Sin embargo, la Comisión ha recibido recientemente ciertas informaciones sobre posibles problemas de aplicación en el plano nacional y sobre determinados obstáculos al funcionamiento del mercado interior que pueden derivarse de ese grado relativamente bajo de armonización. En estos momentos, la Comisión está analizando más detenidamente esos problemas, teniendo también en cuenta debidamente las recientes enmiendas a las respectivas leyes nacionales, al menos en algunos Estados miembros. El número, relativamente bajo de objeciones que se han planteado en la etapa actual no debe considerarse un signo de complacencia. En cumplimiento de su función de guardián de los Tratados, la Comisión se ha comprometido a garantizar que el derecho de préstamo público esté en vigor plenamente en todos los Estados miembros en el plazo de siete años a partir de la fecha límite fijada para la adaptación de la Directiva a las legislaciones nacionales.
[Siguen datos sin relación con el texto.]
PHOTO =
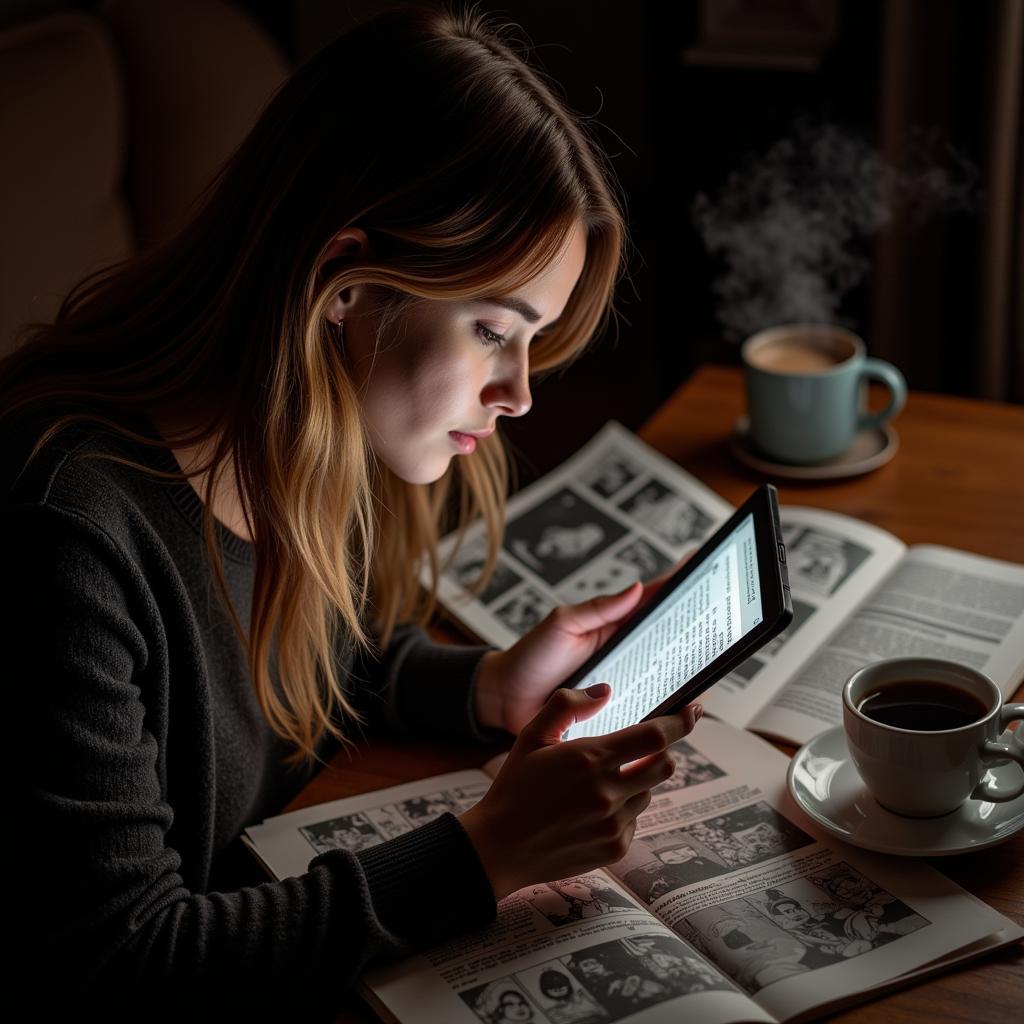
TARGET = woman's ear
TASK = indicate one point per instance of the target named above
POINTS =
(348, 243)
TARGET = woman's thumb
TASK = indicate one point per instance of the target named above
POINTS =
(563, 709)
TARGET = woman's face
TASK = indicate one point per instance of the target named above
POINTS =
(577, 889)
(449, 369)
(515, 1008)
(791, 915)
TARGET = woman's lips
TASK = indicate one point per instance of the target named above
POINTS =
(466, 443)
(466, 440)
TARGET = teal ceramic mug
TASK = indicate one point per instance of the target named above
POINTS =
(805, 391)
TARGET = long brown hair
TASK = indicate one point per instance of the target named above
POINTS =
(427, 130)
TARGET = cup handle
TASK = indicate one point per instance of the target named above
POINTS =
(893, 379)
(1012, 750)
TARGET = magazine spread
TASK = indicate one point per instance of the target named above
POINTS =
(728, 906)
(619, 511)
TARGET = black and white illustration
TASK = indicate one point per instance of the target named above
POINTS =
(500, 1001)
(420, 810)
(606, 576)
(377, 824)
(351, 832)
(668, 514)
(468, 564)
(609, 474)
(660, 863)
(604, 982)
(522, 610)
(614, 570)
(692, 768)
(820, 562)
(814, 922)
(559, 995)
(560, 535)
(648, 561)
(577, 898)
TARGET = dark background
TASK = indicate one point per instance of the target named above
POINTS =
(677, 127)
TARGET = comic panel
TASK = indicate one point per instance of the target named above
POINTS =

5.2. Perspectivas de futuro

Tanto el mercado de los medios de comunicación como la función de las bibliotecas experimentan profundos cambios. Las bibliotecas públicas mejoran constantemente sus servicios y exploran nuevos territorios en el préstamo público de productos multimedia con la ayuda de los nuevos entornos digitales. Los titulares de derechos, los editores, la comunidad cultural y los responsables de las políticas públicas siguen muy atentamente esa evolución.

La utilización de nuevas tecnologías en las bibliotecas públicas está todavía en fase experimental. Todos los avances en la explotación de las nuevas tecnologías en las bibliotecas deben ser objeto de seguimiento, sobre todo en lo que respecta a cualquier posible incidencia de los mismos en el funcionamiento del mercado interior y en las actividades de alquiler y préstamo.

En este punto, es difícil valorar si el sistema tradicional de préstamo público de las bibliotecas va a ser reemplazado, y en qué medida lo va a ser, en su caso, por nuevas formas de distribución en línea, que no estarían incluidas en el ámbito actual de la Directiva. A este respecto, la Comisión garantizará el correcto funcionamiento de las normas de derecho de préstamo público contempladas en la Directiva. Con el mismo propósito, seguirá analizando el funcionamiento del préstamo público y observando los desarrollos tecnológicos que se produzcan en las instituciones de préstamo, con el fin de evaluar la posible necesidad de tomar nuevas medidas en este campo.